On Dec. 29, 1989, Havel was elected Czechoslovakia’s president by the country’s still-communist parliament. Three days later, he told the nation in a televised New Year’s address: “Out of gifted and sovereign people, the regime made us little screws in a monstrously big, rattling and stinking machine.” Although he continued to be regarded a moral voice as he decried the shortcomings of his society under democracy, he eventually bent to the dictates of convention and power. His watchwords — “what the heart thinks, the tongue speaks” — had to be modified for day-to-day politics.
In July 1992, it became clear that the Czechoslovak federation was heading for a split. Considering it a personal failure, Havel resigned as president. But he remained popular and was elected president of the new Czech Republic uncontested.
He was small, but his presence and wit could fill a room. Even late in life, he retained a certain impishness and boyish grin, shifting easily from philosophy to jokes or plain old Prague gossip. In December 1996, just 11 months after his first wife, Olga Havlova, died of cancer, he lost a third of his right lung during surgery to remove a 15-millimeter (half-inch) malignant tumor. He gave up smoking and married Dagmar Veskrnova, a dashing actress almost 20 years his junior.
Holding a post of immense prestige but little power, Havel’s attempts to reconcile rival politicians were considered by many as unconstitutional intrusions, and his pleas for political leaders to build a “civic society” based on respect, tolerance and individual responsibility went largely unanswered. Media criticism, once unthinkable, became unrelenting. Serious newspapers questioned his political visions; tabloids focused mainly on his private life and his flashy second wife.
Havel left office in 2003, 10 years after Czechoslovakia broke up and just months before both nations joined the European Union. He was credited with laying the groundwork that brought his Czech Republic into the 27-nation bloc in 2004, and was president when it joined NATO in 1999.
Even out of office, the diminutive Havel remained a world figure. He was part of the “new Europe” — in the coinage of then-U.S. Defense Secretary Donald Rumsfeld — of ex-communist countries that stood up for the U.S. when the democracies of “old Europe” opposed the 2003 Iraq invasion. Havel was nominated several times for the Nobel Peace Prize, and collected dozens of other accolades worldwide for his efforts as a global ambassador of conscience, defended the downtrodden from Darfur to Myanmar.

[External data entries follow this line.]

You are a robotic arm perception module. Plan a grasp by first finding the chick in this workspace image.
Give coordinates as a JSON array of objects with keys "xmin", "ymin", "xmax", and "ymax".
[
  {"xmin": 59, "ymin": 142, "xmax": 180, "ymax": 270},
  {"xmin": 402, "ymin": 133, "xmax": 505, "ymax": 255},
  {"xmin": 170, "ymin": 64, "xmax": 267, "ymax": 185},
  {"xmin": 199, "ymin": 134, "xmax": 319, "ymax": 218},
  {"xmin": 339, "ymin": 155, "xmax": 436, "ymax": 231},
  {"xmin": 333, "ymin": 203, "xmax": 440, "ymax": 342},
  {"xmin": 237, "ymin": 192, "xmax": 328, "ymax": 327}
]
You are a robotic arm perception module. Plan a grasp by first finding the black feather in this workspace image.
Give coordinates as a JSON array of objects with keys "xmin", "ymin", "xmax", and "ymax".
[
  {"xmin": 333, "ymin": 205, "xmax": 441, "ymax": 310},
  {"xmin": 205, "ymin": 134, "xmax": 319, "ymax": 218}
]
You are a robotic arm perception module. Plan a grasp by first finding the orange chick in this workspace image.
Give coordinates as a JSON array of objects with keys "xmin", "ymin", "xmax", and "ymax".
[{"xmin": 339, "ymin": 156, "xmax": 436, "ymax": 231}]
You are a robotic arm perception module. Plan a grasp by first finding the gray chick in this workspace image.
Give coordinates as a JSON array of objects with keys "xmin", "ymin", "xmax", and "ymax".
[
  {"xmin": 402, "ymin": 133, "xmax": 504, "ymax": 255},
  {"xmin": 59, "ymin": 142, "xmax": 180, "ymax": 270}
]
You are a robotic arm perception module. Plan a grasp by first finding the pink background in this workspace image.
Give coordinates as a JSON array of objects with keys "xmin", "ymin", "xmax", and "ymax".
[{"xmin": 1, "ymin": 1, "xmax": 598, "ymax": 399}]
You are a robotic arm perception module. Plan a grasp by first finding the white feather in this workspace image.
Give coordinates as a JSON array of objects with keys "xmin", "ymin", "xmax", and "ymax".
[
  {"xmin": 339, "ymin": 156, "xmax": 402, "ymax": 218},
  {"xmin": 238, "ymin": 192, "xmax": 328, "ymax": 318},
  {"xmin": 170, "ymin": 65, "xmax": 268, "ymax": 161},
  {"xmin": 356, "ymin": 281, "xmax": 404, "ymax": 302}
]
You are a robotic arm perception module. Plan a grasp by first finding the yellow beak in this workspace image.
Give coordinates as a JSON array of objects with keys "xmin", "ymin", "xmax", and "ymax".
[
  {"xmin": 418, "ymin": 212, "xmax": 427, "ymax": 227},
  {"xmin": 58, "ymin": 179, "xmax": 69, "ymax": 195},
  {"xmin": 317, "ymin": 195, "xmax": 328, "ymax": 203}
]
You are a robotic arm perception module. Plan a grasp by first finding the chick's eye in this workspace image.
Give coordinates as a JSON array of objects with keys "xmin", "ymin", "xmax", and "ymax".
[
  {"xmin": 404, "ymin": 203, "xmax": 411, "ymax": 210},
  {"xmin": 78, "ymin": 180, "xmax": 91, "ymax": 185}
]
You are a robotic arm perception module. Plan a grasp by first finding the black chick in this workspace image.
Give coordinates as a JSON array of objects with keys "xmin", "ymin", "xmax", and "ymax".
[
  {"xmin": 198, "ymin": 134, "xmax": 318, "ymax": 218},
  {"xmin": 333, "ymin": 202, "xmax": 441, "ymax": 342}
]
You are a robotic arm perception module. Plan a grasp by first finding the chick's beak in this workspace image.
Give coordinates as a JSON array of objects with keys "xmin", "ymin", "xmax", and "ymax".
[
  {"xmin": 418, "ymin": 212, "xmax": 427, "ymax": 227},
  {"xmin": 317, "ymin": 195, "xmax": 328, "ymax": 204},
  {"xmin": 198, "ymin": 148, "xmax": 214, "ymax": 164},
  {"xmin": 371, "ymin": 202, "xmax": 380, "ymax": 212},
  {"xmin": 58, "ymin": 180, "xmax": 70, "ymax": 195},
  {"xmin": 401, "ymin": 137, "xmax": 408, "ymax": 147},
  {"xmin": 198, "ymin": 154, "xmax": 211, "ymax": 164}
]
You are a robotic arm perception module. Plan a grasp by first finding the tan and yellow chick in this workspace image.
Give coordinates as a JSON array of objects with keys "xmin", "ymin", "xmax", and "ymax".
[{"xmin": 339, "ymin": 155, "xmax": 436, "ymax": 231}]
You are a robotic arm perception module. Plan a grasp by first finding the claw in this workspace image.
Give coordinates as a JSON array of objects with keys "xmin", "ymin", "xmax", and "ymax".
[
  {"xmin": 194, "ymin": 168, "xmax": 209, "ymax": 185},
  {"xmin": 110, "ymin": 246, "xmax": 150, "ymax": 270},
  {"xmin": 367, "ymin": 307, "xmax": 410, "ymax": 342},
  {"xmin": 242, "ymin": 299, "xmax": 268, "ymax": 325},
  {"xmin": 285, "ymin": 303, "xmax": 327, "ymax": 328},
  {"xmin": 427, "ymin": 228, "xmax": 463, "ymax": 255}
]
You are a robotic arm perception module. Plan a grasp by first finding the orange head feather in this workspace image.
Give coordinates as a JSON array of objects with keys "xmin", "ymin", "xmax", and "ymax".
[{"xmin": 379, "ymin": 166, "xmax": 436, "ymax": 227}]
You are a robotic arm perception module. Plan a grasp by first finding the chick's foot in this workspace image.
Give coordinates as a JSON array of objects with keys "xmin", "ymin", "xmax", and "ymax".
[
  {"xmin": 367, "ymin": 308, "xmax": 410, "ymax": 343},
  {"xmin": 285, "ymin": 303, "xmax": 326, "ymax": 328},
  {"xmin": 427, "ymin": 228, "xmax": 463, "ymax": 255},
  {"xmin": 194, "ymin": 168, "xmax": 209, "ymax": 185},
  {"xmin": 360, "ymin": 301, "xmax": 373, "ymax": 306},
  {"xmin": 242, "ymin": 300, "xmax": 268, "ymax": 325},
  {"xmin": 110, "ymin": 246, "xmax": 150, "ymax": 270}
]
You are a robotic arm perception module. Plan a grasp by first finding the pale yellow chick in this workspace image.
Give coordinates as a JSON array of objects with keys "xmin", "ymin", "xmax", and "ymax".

“He was among the hand full of true democratic champions, an artist more than a politician, but an ambassador of the human conscience above all,” said former U.S. Secretary of State Madeleine Albright. “Amid the turbulence of modern Europe, his voice was the most consistent and compelling — endlessly searching for the best in himself and in each of us.”
“I never imagined that I would have had the privilege of being his friend,” she said.
Early in 2008, Havel returned to his first love: the stage. He published a new play, “Leaving,” about the struggles of a leader on his way out of office, and the work gained critical acclaim. Theater, he told the AP, was once again his major interest. “My return to the stage was not easy,” he said. “It’s not a common thing for someone to be involved in theater, become a president, and then go back.”